Variant for Get the Goods/Reibach & Co.

A couple of years ago, my brother, my niece, and I gathered at my mom's house to help her celebrate her 70th birthday. Naturally, I brought along some games (hope springs eternal for the true gamer). To my delight, I found that my niece Nicole loves playing games. Naturally, I tried to introduce her to the wonders of German Gaming. She didn't think much of Lost Cities, but absolutely fell in love with Get the Goods. Thanks to her persistance, all four of us were soon playing numerous games of this Alan Moon classic, which suited me just fine, as it's probably my favorite middle weight game.
Like other gamers, we soon found some aspects of the design that needed a little tweaking. I started introducing variants I had read about one by one. Finally, we came up with a version we all liked. It's an amalgam of practically every GtG variant ever devised, but it works. If you have any attraction for GtG/Reibach, try this variant out. It takes care of all the balance/luck issues some have complained about. Specifically, I think the 2x cards are finally handicapped properly. The result is a truly great game--check it out!
Here are the additional procedures to add to the standard rules:
Begin by removing the 2x and Wild cards as well as the $ cards. Shuffle the remaining 90 cards and deal 4 to each player. Also give each player a 2x card. This card is placed face up in front of the player. The players own these cards, but they are not yet part of their hands.

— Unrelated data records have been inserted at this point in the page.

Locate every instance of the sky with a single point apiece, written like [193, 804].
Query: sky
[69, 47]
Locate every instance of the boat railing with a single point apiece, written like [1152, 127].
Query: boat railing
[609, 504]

Shuffle the $, Wild, and any remaining 2x cards back into the deck. Deal the first three cards face up, as with the standard game.
During the first round, players may get less than their usual three actions to compensate for the advantage of going earlier in the turn order. In a three player game, the first player only gets 1 action and the second player 2 actions. In a four player game, the first player gets 1 action and the second and third players each get 2 actions. In a five player game, the first and second player each get 1 action and the third player gets 2 actions. All other players get 3 actions and all players after the first round get their normal 3 actions.

As with the "official" variant, it costs 2 actions to pick up a Wild or 2x card from the display. It also costs 2 actions to pick up the 2x card that begins the game in front of you and place it in your hand. Moreover, it costs 2 actions to play a 2x card from your hand. The cost to play a Wild card is the usual 1 action.
The rest of the game uses the standard Get the Goods rules.
There are two additional optional rules which can be used. With 3 or 4 players, you can choose to discard the remaining 2x cards rather than shuffle them back into the deck. This means that each player will have exactly one 2x card, which may reduce some luck. But with the current rules, it's not at all clear that having a second 2x card is beneficial. After all, it takes 8 actions and a minimum of 4 turns to pick up and play both 2x cards.
Finally, the reduced actions in the first round do not totally equalize the different playing positions in the 4 and 5 player games. So if you wish, you can use the playing position to break any ties in the final scoring. In a 4 player game, the player in the third position wins all ties, followed by the fourth player, the first player, and the second player. In a 5 player game, the player in the second position wins all ties, followed by the fifth player, the third player, the first player, and the fourth player. (This is based on an analysis which shows that the actual advantage per position in a 4 player game is 3/4 of an action and in a 5 player game is 3/5 of an action. The advantage in a 3 player game is exactly 1 action per playing position, so the players can be properly handicapped and ties result in joint winners.)